Hold those thoughts. They will help you understand what follows.

When the Intel GPU does everything, the Xorg intel driver will give the best performance but its not compatible with Optimus, where the Intel chipset only does the screen refresh.

When the Intel GPU does everything, the second best performance is obtained with the modesetting driver and Glamour acceleration.

The modesetting driver is compatible with Optimus and must be used in Optimus mode.

The third case is with Optimus in use. The Intel GPU, driven by the modesetting driver, is only used for display refresh.
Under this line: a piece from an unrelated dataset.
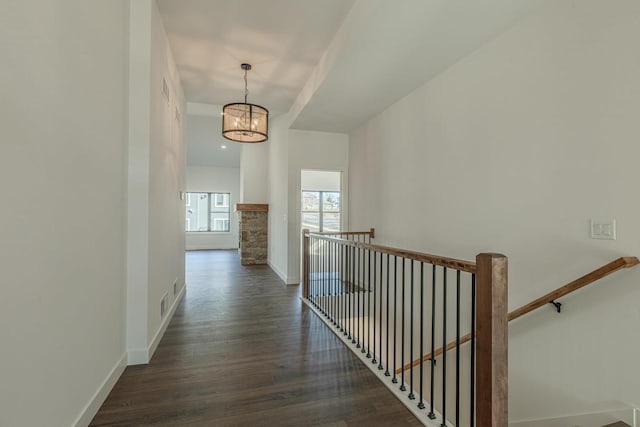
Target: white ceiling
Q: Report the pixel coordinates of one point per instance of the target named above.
(331, 63)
The nVidia GPU, driven with nvidia-drivers or nouveau draws the image in the pixel buffer. 

To return to your log fragment

```
[    19.432] (EE) modeset(G0): eglGetDisplay() failed

[    19.433] (EE) modeset(G0): glamor initialization failed 
```

In Optimus mode, they don't matter. The modeset driver does not do any drawing, so no acceleration is required.
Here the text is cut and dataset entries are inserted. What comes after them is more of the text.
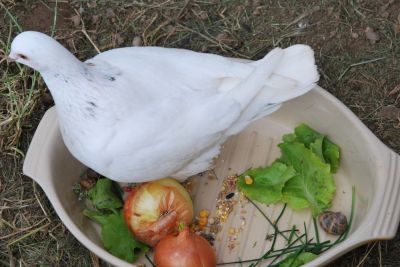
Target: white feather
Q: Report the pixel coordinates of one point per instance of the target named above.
(142, 113)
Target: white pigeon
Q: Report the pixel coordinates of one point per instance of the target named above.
(137, 114)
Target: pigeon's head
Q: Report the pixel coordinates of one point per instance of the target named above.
(38, 51)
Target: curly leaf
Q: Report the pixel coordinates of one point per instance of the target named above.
(313, 185)
(267, 182)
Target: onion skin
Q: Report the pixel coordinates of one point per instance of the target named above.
(184, 250)
(154, 210)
In Intel only mode, with the modeset driver in use, they matter a great deal.

----------

## dmpogo

 *ElektroVirus wrote:*   

> 
> 
> Thanks for reply.
> 
> Am I missing something now, but neither xorg-server (https://packages.gentoo.org/packages/x11-base/xorg-server) nor mesa (https://packages.gentoo.org/packages/media-libs/mesa) seem to have USE-flag "glamor".
> ...

 

Indeed, as I see 'glamor' USE flag is not there anymore (was I just dreaming ? I could swear it existed).    For mesa the relevant  USE flags are 'egl' and 'gbm'

----------

## dmpogo

 *NeddySeagoon wrote:*   

> ElektroVirus,
> 
> The answer to your question about Xorg Errors is it all depends on which chipset you are using to draw in the pixel buffer.
> 
> Optimus is a bit of a mess, even on Windows.
> ...

 

Hi Neddy, I begin to be uncertain what intel driver now does.    Based on ebuild  of xf86-video-intel-2.99.917_p20190301.ebuild,  it requires kernel KMS support to be enabled and "modesetting on intel by default" kernel flag to be set.

Also glamor page says that glamor is compatible with intel driver.  It refers to setting AccelMethod tp 'glamor' but I wonder if modern rendition of intel driver actually defaults to it, since there is no USE flag to enable/disable glamor during the build time.